SitNews - Stories in the News - Ketchikan, Alaska

 

Stranded father's heroic last hours
By PETER FIMRITE
San Francisco Chronicle

 

December 07, 2006
Thursday PM


GRANTS PASS, Ore. -- James Kim put himself through a desperate ordeal, climbing down a ravine over boulders and logs, through nearly impenetrable brush, and in and out of an icy creek, in what one rescue leader called a "superhuman" effort to save his family.

In the end, his exhausting trek took him in a big, oval-shaped loop to within half a mile of where Big Windy Creek empties out into the Rogue River in the southern Oregon mountains.

It was there, surrounded by towering cliffs, that the body of the missing San Francisco man was spotted Wednesday. He was found floating in the middle of Big Windy Creek, 11 days after his family's car became stuck in the snow on a side road and four days after he ventured off to look for help.

The death of Kim, 35, came as a blow to rescue workers, two of whom broke down in tears while talking about his heroics.

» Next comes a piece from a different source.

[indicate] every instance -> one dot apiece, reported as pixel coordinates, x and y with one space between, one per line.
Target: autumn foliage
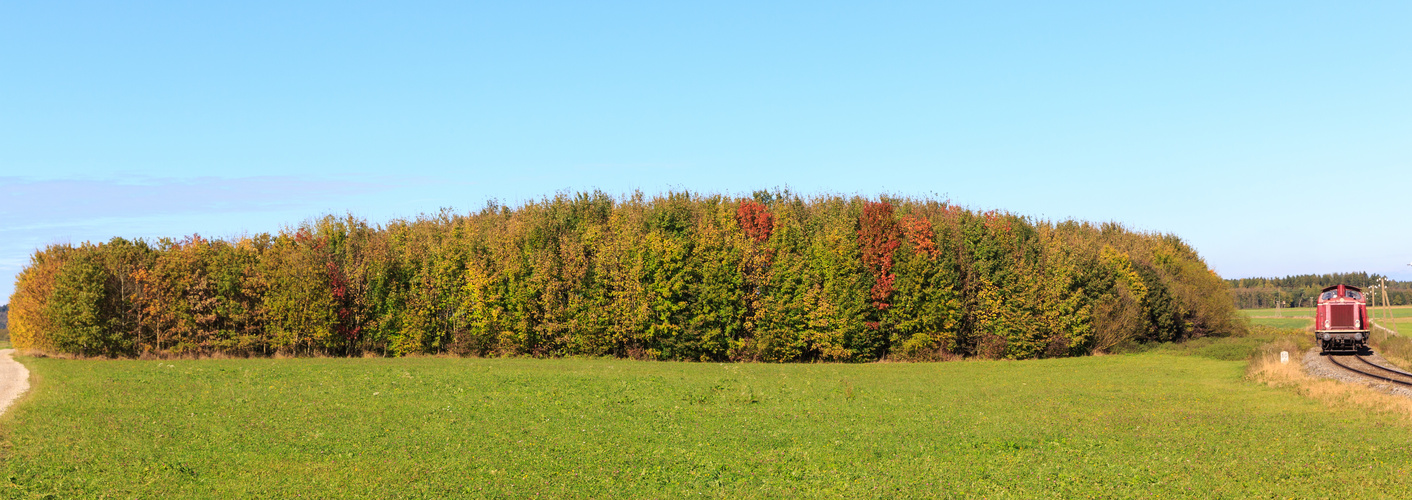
774 277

In the end, Kim's circuitous hike took him to within a mile as the crow flies from the spot where he had left his stranded family in their car. Rescuers said that if he had continued down the road in the direction he was driving when the car became stuck on Nov. 25, he would have reached a lodge and almost certain safety.

About 100 rescuers from seven counties, two federal agencies and the Oregon State Police had searched for Kim since his wife, Kati, and two young daughters were found alive Monday with the car. His family had rented three helicopters and arranged for care packages to be dropped in Big Windy Creek canyon, where searchers had focused their efforts after finding his tracks and articles of clothing and a torn-up map that Kim apparently was leaving as a trail.

Even a satellite was moved in space so it could be used in the search.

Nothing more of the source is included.